5. Algorithmic Efficiency, Scaling, and Limitations

EigenScore computation is domain-dependent in complexity. CAPS (Ujum et al., 2015) and visualization consensus (Ma et al., 2022) scale with matrix size but are tractable due to normalization and low-rank structure. H-eigenscore (Jhun, 2021) exploits tensor symmetry and can be computed via iterative updates for uniform hypergraphs. Efficient EigenScore (EES) (Mohammadzadeh et al., 20 Oct 2024) leverages Chebyshev expansion and stochastic trace estimation for 2× speedup; Jacobian-free subspace iteration (Shoushtari et al., 8 Oct 2025) circumvents high-dimensional Jacobian formation, allowing leading eigenvalue extraction via forward denoiser evaluations. Limitations include requirement for white-box access (LLMs), focus on dominant eigenvalues (diffusion), and potential sensitivity to layer and sample choice.

6. Extensions, Future Directions, and Interpretability

Extensions proposed include richer exploitation of covariance structure beyond leading eigenvalues (Shoushtari et al., 8 Oct 2025), improved calibration and steering mechanisms for LLMs (Yu et al., 14 Oct 2025), direct integration into regularization or safety objectives, and transfer to multimodal or structured domains. Interpretability arises from differential entropy connection, semantic cluster analysis, and individualized diversity assessment (LOOE). The domain-unifying aspect of EigenScore is its ability to provide interpretable, internally consistent, and empirically validated measures of diversity, uncertainty, or centrality rooted in spectral properties of system-relevant matrices.

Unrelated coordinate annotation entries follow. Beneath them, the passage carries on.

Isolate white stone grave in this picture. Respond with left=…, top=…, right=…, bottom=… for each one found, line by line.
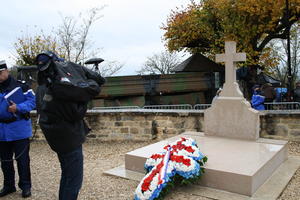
left=106, top=42, right=299, bottom=199
left=204, top=41, right=259, bottom=140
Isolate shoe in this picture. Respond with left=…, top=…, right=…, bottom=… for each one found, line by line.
left=0, top=187, right=16, bottom=197
left=22, top=189, right=31, bottom=198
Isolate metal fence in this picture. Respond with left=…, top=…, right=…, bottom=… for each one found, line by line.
left=194, top=104, right=211, bottom=110
left=93, top=106, right=140, bottom=110
left=93, top=102, right=300, bottom=111
left=143, top=104, right=193, bottom=110
left=265, top=102, right=300, bottom=110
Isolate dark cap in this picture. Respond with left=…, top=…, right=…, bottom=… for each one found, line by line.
left=0, top=60, right=7, bottom=71
left=35, top=51, right=62, bottom=71
left=252, top=85, right=260, bottom=90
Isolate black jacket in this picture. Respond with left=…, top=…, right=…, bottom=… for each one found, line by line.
left=36, top=62, right=105, bottom=153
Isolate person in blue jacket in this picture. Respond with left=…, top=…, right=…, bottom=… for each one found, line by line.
left=0, top=61, right=35, bottom=198
left=251, top=85, right=265, bottom=110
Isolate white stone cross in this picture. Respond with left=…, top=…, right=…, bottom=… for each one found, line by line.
left=216, top=41, right=246, bottom=97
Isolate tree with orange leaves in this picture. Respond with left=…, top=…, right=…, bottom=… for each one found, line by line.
left=162, top=0, right=300, bottom=67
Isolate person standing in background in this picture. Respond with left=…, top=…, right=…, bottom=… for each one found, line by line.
left=0, top=61, right=35, bottom=198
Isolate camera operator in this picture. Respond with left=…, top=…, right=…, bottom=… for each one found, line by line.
left=0, top=61, right=35, bottom=198
left=36, top=51, right=105, bottom=200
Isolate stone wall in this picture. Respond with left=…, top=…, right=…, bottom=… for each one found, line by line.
left=32, top=110, right=300, bottom=140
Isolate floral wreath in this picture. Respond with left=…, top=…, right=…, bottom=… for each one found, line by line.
left=134, top=137, right=207, bottom=200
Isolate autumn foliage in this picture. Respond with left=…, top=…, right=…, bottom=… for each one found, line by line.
left=162, top=0, right=300, bottom=67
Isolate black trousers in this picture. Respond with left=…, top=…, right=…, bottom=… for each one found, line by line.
left=0, top=138, right=31, bottom=190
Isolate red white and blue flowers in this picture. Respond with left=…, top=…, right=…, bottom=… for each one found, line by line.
left=134, top=138, right=207, bottom=200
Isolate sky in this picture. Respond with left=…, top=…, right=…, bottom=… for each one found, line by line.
left=0, top=0, right=190, bottom=75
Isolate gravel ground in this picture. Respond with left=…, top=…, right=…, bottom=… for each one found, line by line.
left=0, top=141, right=300, bottom=200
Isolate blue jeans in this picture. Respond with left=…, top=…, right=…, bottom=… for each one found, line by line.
left=57, top=145, right=83, bottom=200
left=0, top=138, right=31, bottom=190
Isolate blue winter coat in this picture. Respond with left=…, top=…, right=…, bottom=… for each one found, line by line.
left=251, top=91, right=265, bottom=110
left=0, top=76, right=35, bottom=141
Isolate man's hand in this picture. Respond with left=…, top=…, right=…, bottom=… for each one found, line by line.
left=8, top=101, right=17, bottom=113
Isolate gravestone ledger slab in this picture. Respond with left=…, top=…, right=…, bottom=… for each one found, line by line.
left=107, top=42, right=299, bottom=199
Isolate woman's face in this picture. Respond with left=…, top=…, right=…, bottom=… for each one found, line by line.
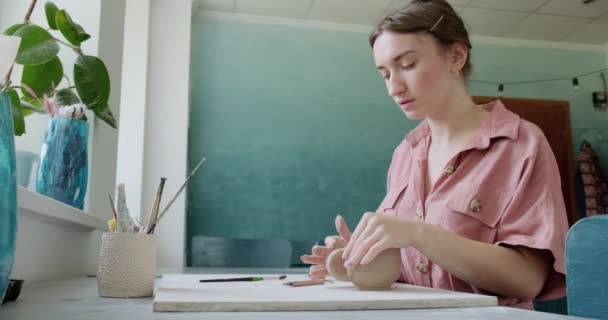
left=373, top=31, right=456, bottom=119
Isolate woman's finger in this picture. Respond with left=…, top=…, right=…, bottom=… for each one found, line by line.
left=342, top=212, right=372, bottom=260
left=312, top=246, right=334, bottom=256
left=300, top=255, right=327, bottom=264
left=344, top=228, right=383, bottom=269
left=361, top=239, right=389, bottom=265
left=335, top=215, right=352, bottom=242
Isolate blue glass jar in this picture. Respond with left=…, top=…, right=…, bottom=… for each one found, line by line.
left=36, top=116, right=89, bottom=209
left=0, top=94, right=17, bottom=301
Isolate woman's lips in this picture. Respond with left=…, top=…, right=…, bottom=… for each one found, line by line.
left=398, top=99, right=416, bottom=111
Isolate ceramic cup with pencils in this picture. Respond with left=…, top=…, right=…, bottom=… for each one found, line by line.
left=97, top=232, right=156, bottom=298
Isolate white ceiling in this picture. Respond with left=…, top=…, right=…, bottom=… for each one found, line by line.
left=194, top=0, right=608, bottom=45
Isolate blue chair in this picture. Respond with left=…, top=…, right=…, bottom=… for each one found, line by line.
left=566, top=215, right=608, bottom=319
left=191, top=236, right=292, bottom=268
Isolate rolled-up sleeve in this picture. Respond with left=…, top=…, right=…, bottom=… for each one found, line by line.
left=495, top=134, right=568, bottom=300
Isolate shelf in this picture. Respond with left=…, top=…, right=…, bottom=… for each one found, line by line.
left=17, top=187, right=108, bottom=230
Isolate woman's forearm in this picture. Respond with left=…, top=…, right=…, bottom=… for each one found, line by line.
left=412, top=223, right=550, bottom=301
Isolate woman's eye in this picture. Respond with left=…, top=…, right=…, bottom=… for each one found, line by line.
left=401, top=63, right=416, bottom=70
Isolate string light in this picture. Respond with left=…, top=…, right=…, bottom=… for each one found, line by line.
left=469, top=68, right=608, bottom=89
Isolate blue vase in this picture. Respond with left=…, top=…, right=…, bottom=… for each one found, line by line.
left=36, top=116, right=89, bottom=209
left=0, top=94, right=17, bottom=302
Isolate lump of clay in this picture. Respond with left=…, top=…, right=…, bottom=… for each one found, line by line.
left=326, top=248, right=401, bottom=290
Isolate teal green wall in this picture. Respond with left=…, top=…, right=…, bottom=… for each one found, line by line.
left=187, top=17, right=608, bottom=264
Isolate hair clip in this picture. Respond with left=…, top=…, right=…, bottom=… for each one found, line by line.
left=430, top=14, right=444, bottom=32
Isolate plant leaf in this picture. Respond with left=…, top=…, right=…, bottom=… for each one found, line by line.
left=74, top=56, right=110, bottom=112
left=21, top=95, right=43, bottom=111
left=21, top=57, right=63, bottom=97
left=6, top=88, right=25, bottom=136
left=21, top=99, right=45, bottom=117
left=55, top=89, right=80, bottom=106
left=95, top=104, right=116, bottom=129
left=13, top=24, right=59, bottom=65
left=55, top=9, right=91, bottom=47
left=2, top=23, right=25, bottom=36
left=44, top=1, right=59, bottom=30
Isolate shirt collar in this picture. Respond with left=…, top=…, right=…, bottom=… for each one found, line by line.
left=405, top=100, right=520, bottom=150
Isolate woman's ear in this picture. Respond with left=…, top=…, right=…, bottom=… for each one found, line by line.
left=449, top=42, right=469, bottom=73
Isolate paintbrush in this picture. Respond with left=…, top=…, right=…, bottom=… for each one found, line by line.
left=108, top=194, right=118, bottom=222
left=148, top=157, right=207, bottom=234
left=140, top=178, right=167, bottom=233
left=199, top=275, right=287, bottom=282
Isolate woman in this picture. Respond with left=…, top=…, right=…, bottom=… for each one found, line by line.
left=302, top=0, right=568, bottom=309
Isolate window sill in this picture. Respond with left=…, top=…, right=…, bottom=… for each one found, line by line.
left=17, top=187, right=108, bottom=231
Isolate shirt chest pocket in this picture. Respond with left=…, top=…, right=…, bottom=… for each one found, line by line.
left=376, top=182, right=408, bottom=215
left=441, top=184, right=512, bottom=238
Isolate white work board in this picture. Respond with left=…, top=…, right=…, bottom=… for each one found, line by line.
left=154, top=274, right=497, bottom=312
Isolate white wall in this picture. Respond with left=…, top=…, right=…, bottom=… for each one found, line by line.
left=117, top=0, right=192, bottom=268
left=5, top=0, right=126, bottom=281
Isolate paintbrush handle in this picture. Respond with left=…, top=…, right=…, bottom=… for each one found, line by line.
left=199, top=277, right=264, bottom=282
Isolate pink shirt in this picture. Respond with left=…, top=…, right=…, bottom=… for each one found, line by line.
left=377, top=100, right=568, bottom=309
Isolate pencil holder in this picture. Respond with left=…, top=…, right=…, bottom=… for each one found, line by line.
left=97, top=232, right=156, bottom=298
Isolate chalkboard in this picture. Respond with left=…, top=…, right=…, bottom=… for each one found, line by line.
left=186, top=18, right=416, bottom=263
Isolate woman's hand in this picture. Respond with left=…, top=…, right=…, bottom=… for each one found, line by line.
left=300, top=215, right=351, bottom=279
left=342, top=212, right=420, bottom=269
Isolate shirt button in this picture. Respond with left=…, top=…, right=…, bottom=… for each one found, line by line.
left=416, top=260, right=429, bottom=273
left=469, top=199, right=481, bottom=212
left=443, top=165, right=456, bottom=176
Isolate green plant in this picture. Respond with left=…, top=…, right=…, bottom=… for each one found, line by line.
left=0, top=0, right=116, bottom=135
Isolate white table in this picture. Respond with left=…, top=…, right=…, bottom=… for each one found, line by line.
left=0, top=269, right=582, bottom=320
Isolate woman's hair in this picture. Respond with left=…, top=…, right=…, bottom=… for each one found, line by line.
left=369, top=0, right=471, bottom=79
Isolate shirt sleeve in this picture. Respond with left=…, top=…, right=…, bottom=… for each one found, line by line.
left=496, top=133, right=568, bottom=300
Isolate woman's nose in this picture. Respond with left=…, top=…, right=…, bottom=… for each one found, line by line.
left=386, top=76, right=405, bottom=97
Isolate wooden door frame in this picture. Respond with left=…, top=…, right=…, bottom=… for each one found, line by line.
left=472, top=96, right=579, bottom=225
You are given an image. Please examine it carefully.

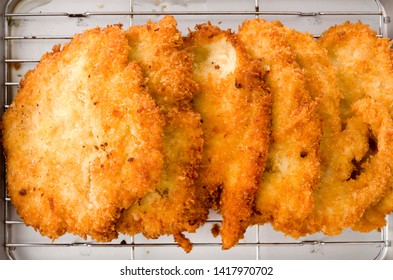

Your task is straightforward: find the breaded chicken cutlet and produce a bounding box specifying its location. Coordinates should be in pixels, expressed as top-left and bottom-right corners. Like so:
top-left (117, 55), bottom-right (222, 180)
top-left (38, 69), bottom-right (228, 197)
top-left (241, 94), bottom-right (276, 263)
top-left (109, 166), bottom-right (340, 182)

top-left (239, 19), bottom-right (321, 235)
top-left (117, 16), bottom-right (204, 252)
top-left (319, 22), bottom-right (393, 231)
top-left (186, 24), bottom-right (271, 249)
top-left (274, 23), bottom-right (392, 237)
top-left (2, 26), bottom-right (163, 241)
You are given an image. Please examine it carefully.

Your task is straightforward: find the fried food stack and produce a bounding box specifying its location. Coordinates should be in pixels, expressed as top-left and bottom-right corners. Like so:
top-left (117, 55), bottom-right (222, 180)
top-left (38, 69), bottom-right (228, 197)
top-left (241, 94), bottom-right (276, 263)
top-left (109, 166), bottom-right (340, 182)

top-left (2, 16), bottom-right (393, 252)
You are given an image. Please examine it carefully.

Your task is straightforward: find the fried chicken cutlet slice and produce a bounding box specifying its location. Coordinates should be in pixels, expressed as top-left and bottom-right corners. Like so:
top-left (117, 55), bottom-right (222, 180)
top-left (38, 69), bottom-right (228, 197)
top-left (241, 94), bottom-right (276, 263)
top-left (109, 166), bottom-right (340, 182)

top-left (319, 22), bottom-right (393, 231)
top-left (117, 16), bottom-right (207, 252)
top-left (276, 27), bottom-right (392, 238)
top-left (3, 26), bottom-right (163, 241)
top-left (186, 24), bottom-right (271, 249)
top-left (239, 19), bottom-right (321, 232)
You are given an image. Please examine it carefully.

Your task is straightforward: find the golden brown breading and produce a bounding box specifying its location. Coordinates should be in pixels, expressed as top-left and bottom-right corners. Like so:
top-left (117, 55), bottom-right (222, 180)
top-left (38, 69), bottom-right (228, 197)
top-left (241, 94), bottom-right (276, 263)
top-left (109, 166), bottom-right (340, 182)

top-left (3, 26), bottom-right (163, 241)
top-left (319, 22), bottom-right (393, 231)
top-left (239, 19), bottom-right (321, 235)
top-left (117, 16), bottom-right (207, 251)
top-left (276, 23), bottom-right (392, 237)
top-left (186, 24), bottom-right (271, 249)
top-left (318, 22), bottom-right (393, 118)
top-left (304, 98), bottom-right (393, 235)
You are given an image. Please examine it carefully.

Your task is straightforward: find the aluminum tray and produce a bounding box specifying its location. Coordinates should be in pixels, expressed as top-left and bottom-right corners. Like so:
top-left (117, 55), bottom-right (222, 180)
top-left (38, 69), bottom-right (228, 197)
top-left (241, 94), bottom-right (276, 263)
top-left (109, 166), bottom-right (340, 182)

top-left (0, 0), bottom-right (393, 259)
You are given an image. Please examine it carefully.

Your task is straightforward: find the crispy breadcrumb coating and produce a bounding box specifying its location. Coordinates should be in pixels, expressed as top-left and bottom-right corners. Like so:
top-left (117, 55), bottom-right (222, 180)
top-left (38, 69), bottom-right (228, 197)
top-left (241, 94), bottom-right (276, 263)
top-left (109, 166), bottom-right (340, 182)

top-left (319, 22), bottom-right (393, 232)
top-left (239, 19), bottom-right (321, 232)
top-left (3, 26), bottom-right (163, 241)
top-left (186, 24), bottom-right (271, 249)
top-left (117, 16), bottom-right (202, 251)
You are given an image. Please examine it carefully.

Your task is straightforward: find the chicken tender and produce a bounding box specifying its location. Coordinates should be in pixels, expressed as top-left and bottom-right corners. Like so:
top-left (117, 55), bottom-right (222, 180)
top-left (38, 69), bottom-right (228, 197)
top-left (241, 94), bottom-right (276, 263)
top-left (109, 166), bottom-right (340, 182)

top-left (117, 16), bottom-right (204, 251)
top-left (276, 24), bottom-right (392, 237)
top-left (319, 22), bottom-right (393, 231)
top-left (239, 19), bottom-right (321, 233)
top-left (186, 24), bottom-right (271, 249)
top-left (2, 26), bottom-right (163, 241)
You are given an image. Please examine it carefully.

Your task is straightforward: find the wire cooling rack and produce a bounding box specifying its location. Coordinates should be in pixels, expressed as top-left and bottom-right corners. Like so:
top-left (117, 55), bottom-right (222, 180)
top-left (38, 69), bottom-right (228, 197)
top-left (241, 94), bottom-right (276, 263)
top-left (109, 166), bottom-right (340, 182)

top-left (2, 0), bottom-right (390, 259)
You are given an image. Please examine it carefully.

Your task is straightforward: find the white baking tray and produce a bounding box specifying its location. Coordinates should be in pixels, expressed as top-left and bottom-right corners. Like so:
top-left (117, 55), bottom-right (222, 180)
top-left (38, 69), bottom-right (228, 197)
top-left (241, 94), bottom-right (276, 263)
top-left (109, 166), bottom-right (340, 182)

top-left (0, 0), bottom-right (393, 259)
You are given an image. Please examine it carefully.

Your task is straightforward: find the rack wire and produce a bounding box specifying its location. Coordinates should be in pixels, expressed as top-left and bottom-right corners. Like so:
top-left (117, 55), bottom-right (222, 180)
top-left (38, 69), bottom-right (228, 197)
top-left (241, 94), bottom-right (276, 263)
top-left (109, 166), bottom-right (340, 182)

top-left (2, 0), bottom-right (391, 259)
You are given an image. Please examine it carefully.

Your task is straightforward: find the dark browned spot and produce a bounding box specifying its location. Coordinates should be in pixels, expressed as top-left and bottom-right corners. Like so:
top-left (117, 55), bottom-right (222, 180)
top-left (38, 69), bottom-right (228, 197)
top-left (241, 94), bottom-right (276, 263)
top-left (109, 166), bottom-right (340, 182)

top-left (210, 224), bottom-right (220, 237)
top-left (48, 198), bottom-right (55, 211)
top-left (300, 151), bottom-right (308, 158)
top-left (19, 189), bottom-right (27, 196)
top-left (112, 109), bottom-right (123, 118)
top-left (235, 81), bottom-right (243, 88)
top-left (120, 239), bottom-right (127, 245)
top-left (347, 131), bottom-right (378, 181)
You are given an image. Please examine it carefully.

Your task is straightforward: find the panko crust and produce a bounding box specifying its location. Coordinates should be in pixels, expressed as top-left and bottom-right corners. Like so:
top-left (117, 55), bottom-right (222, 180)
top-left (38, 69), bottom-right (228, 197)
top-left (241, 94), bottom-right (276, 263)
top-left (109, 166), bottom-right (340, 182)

top-left (117, 16), bottom-right (206, 251)
top-left (239, 19), bottom-right (322, 232)
top-left (186, 23), bottom-right (271, 249)
top-left (302, 98), bottom-right (393, 235)
top-left (319, 22), bottom-right (393, 232)
top-left (318, 22), bottom-right (393, 118)
top-left (3, 26), bottom-right (163, 241)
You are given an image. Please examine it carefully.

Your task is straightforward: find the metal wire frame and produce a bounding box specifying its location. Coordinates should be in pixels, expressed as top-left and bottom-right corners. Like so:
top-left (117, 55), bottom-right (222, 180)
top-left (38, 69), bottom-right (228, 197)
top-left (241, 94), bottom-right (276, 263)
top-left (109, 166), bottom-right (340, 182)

top-left (3, 0), bottom-right (391, 259)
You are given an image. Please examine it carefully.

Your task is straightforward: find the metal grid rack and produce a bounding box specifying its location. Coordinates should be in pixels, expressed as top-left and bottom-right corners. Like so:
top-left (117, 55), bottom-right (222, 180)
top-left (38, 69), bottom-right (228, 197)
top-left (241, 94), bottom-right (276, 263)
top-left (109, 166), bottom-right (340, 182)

top-left (2, 0), bottom-right (391, 259)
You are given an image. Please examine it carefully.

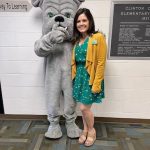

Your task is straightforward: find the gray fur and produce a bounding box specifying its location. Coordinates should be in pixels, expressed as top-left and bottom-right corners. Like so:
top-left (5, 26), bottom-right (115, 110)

top-left (32, 0), bottom-right (84, 139)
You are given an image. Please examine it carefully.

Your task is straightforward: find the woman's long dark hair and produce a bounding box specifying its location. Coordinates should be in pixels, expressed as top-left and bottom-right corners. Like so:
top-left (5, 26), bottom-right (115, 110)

top-left (72, 8), bottom-right (96, 44)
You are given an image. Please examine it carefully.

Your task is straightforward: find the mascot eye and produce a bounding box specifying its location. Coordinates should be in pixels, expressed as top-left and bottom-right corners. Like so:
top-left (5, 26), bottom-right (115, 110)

top-left (65, 12), bottom-right (71, 18)
top-left (48, 12), bottom-right (54, 18)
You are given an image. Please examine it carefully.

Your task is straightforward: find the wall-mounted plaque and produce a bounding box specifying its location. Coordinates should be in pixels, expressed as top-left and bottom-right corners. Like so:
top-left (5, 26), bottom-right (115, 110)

top-left (109, 1), bottom-right (150, 59)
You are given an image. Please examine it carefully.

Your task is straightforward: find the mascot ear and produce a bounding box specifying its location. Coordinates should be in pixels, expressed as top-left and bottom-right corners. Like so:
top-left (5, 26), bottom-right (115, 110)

top-left (74, 0), bottom-right (85, 5)
top-left (31, 0), bottom-right (43, 7)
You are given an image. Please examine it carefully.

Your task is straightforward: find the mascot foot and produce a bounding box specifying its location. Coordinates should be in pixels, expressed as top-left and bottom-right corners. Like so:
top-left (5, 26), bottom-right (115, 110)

top-left (66, 123), bottom-right (82, 138)
top-left (45, 125), bottom-right (62, 139)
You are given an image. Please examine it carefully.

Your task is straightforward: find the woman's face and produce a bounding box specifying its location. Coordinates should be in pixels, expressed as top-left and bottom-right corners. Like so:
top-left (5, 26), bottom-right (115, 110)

top-left (76, 14), bottom-right (89, 34)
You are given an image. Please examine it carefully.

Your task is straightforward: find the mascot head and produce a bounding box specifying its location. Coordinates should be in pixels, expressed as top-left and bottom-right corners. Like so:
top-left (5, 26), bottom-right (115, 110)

top-left (32, 0), bottom-right (84, 36)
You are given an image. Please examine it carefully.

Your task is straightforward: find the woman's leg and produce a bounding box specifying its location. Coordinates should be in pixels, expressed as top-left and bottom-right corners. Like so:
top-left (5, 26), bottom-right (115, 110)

top-left (80, 104), bottom-right (94, 131)
top-left (80, 104), bottom-right (96, 146)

In summary, EigenScore is a spectral quantification framework instantiated across bibliometrics (Ujum et al., 2015), epidemic control (Jhun, 2021), visualization assessment (Ma et al., 2022), LLM hallucination detection and calibration (Chen et al., 6 Feb 2024, Mohammadzadeh et al., 20 Oct 2024, Yu et al., 14 Oct 2025), and generative model OOD detection (Shoushtari et al., 8 Oct 2025). Its central mechanisms depend on the eigenvalues of internal or coupling matrices, enabling robust measurement of influence, uncertainty, and diversity with advantages over traditional metrics in both interpretability and empirical performance.